Дюбуа вихрем сорвался с кушетки.

— Слушай, Дак, ты не посмеешь…

— Засохни, Джок! Он имеет право знать.

— Он не должен знать ничего, во всяком случае сейчас… и здесь! И ты не смеешь ставить под удар остальных, доверяя ему эту тайну! Ты же о нем ничегошеньки не знаешь!

— Это оправданный риск. — Бродбент опять повернулся ко мне.

Дюбуа схватил его за руку и силой повернул к себе.

— Будь он трижды проклят — твой оправданный риск! Дак, я раньше всегда стоял за тебя, но сейчас, прежде чем позволю тебе выболтать чужой секрет, кому-то из нас придется на время потерять способность разговаривать вообще!

Бродбент удивился, потом холодно усмехнулся прямо в лицо Дюбуа.

— Думаешь, справишься, Джок, сынок?

Дюбуа ответил ему гневным взглядом, но на попятный не пошел.

Бродбент был на голову выше и килограммов этак на двадцать тяжелее. Сейчас Дюбуа мне нравился — меня всегда восхищает безумная храбрость крошечного котенка, боевая доблесть бентамского петушка или решимость маленького человечка умереть ради своих принципов, но силе не покориться… И хотя я не думал, что Бродбент убьет его, все же подозревал, что с Дюбуа сейчас обойдутся, как с ковриком для вытирания ног. Вмешиваться я не собирался. Каждый человек имеет право выбирать по своему вкусу время и место самоуничтожения.

Я видел, как нарастала напряженность. Потом совершенно неожиданно, Бродбент засмеялся и крепко хлопнул Дюбуа по плечу.

— Молодец, Джок! — Затем он повернулся ко мне: — Простите, нам придется на минуту прерваться. Мне с приятелем требуется раскурить трубку мира.

Номер был оборудован защищенной секцией, где стояли видеофон и диктофон. Бродбент взял Дюбуа под руку и отвел туда. Оба, продолжая стоять, горячо спорили о чем-то.

Такие удобства в общественных местах вроде отелей иногда бывают далеки от совершенства, но «Эйзенхауэр» — шикарная гостиница, и оборудование работало великолепно. Я видел, как двигаются их губы, но ничего не слышал. Лицо Бродбента было обращено ко мне, а Дюбуа отражался в стенном зеркале. Когда я начинал давать свои знаменитые сеансы чтения мыслей, я наконец понял, почему мой папаша лупил меня как Сидорову козу, пока я не научился читать по губам — сеансы я всегда проводил в ярко освещенном зале и носил очки, которыми… впрочем, неважно.
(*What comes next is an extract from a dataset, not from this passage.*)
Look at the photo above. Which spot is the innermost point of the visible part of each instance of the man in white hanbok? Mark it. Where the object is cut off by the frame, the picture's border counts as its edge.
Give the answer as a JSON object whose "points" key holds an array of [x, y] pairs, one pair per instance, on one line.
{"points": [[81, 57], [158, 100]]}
Важно, что я умел читать по губам.

Дюбуа говорил:

— Дак, идиот ты проклятый, так тебя и разэдак, ты что же хочешь, чтобы мы оказались в конце концов где-нибудь в каменоломнях Титана? Этот самовлюбленный недомерок тут же все выложит…

Я чуть не пропустил ответ Бродбента. Самовлюбленный, это надо же! Да если отбросить в сторону абсолютно непредвзятую оценку собственной гениальности, то я в высшей степени скромный человек!

Бродбент:

— … если в городе всего одна рулетка, то кому дело до того, что крупье — жулик? Джок, кроме Смизи нам не на кого рассчитывать.

Дюбуа:

— Ладно, но тогда вызови доктора Скорцца, пусть загипнотизирует его и накачает транквилизаторами. Но ничего не говори ему по существу дела… во всяком случае, пока он не пообвыкнет и мы не окажемся вдали от Земли.

Бродбент:

— Хмм… Скорцца сам говорил мне, что нельзя полагаться на гипноз и наркотики, особенно для того представления, которое нам потребуется. Мы заинтересованы в его сотрудничестве, сотрудничестве, основанном на понимании…

Дюбуа засопел:

— О каком понимании, о каком интеллекте ты говоришь! Ты только погляди на него! Вылитый петух, что самодовольно вышагивает по курятнику! Конечно, рост у него подходящий, да и формой головы похож на шефа — только в ней-то ни черта нет! Он струсит, наложит в штаны и продаст наше дело ни за грош! Да и сыграть эту роль он не сможет — он же просто театральная дешевка!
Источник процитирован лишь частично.